Even on the gloomiest winter afternoon, Mina’s oversized windows beam light over tables dotted with gold-rimmed plates of crusty bread and cloud-like whipped feta. The rest of MoMA PS1 may be all brick and concrete—after all, the contemporary art museum in Queens, NY was once an elementary school —but Mina’s, a Greek-inspired restaurant that opened in November, is a mint-and-magenta oasis within its walls.
Like Flora Bar (below the Met Breur on the Upper East Side) and Otium (next to The Broad in downtown L.A.), Mina’s is the latest museum restaurant to assert itself as a dining destination in its own right—no museum admission required. There are no pre-wrapped egg salad sandwiches here. Instead, there’s a Mediterranean-accented menu from Mina Stone, who has transitioned to feeding art lovers after years of working as a personal in-studio chef for the artist Urs Fischer and art dealer Gavin Brown. (Stone’s 2015 cookbook, Cooking for Artists, has found a rabid fan base among art and food lovers alike.)
“I'm out of my safe world of people who have eaten my food before,” Stone says with a laugh. “That’s what’s so exciting about the museum: I’m opened up to the world—the young, old, tourists, New Yorkers, whoever it might be.”
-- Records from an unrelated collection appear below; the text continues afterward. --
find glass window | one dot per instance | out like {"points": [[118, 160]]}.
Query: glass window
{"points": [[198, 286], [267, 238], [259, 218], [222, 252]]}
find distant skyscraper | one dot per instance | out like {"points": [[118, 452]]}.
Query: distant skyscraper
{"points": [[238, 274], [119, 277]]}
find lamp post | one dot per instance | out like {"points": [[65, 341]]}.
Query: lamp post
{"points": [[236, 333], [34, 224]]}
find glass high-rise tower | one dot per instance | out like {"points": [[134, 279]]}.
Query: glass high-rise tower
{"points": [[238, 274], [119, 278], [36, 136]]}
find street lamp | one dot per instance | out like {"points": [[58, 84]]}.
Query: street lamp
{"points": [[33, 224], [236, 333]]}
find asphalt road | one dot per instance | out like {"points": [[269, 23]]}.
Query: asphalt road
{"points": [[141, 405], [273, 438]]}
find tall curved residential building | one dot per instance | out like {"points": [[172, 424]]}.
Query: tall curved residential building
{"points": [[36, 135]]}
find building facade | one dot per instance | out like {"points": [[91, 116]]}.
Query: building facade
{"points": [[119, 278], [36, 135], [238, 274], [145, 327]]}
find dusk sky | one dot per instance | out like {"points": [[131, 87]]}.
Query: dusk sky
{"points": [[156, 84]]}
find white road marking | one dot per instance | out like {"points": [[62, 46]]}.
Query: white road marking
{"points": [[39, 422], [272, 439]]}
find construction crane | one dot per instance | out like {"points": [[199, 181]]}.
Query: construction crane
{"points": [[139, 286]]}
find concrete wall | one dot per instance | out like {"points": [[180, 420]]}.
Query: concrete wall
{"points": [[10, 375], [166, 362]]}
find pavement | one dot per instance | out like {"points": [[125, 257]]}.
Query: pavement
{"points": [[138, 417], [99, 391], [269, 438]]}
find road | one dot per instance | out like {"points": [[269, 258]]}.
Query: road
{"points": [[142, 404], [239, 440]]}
A proudly self-described “home cook,” Stone says she never planned on opening a restaurant of her own. But when she was approached by Peter Eleey, MoMA PS1’s chief curator, to take over the cafe previously occupied by M. Wells Dinette, the idea stuck. Stone’s husband, artist Alex Eagleton, worked with designer Isobel Herbold to channel their shared Greek heritage without relying on taverna kitsch, instead creating a “visually calm respite” from the heavy themes explored in the surrounding classroom-sized galleries.
The result is a museum cafe born of the all-day café era, serving up obligatory (and welcome) glasses of natural wine alongside Stone’s signature comfort food: lentil soup jolted with lemon juice, gooey slabs of tahini babka, white anchovies swimming in very good olive oil, and high-octane ouzo, all delivered by waiters with art school haircuts in gothic gingham track pants (a gift from Stone’s fashion school friend, womenswear designer Adam Selman.) Here, Stone and Eagleton share the origins of the Greek-ish elements that give Mina’s its distinct sense of place.
It’s all about the snacks
Stone: Our small plates are based on mezzetaki, which is something you do in the late afternoon in Greece—you have some ouzo and sit on the beach, and the kitchen brings you out these little snacks with toothpicks. We have pickled cucumbers and carrots, whipped feta, muhammara, white anchovies, Greek sausage, and olives with cracked coriander. The Greek sausage we get from a butcher in Astoria who makes them all on-site. Alex and I go to Astoria all the time because there’s a supermarket called Titan that has all the delicious Greek feta—it’s the Greek megastore of New York. This butcher shop has lambs hanging in the window; it’s one of the butcher shops Americans would be pretty freaked out by.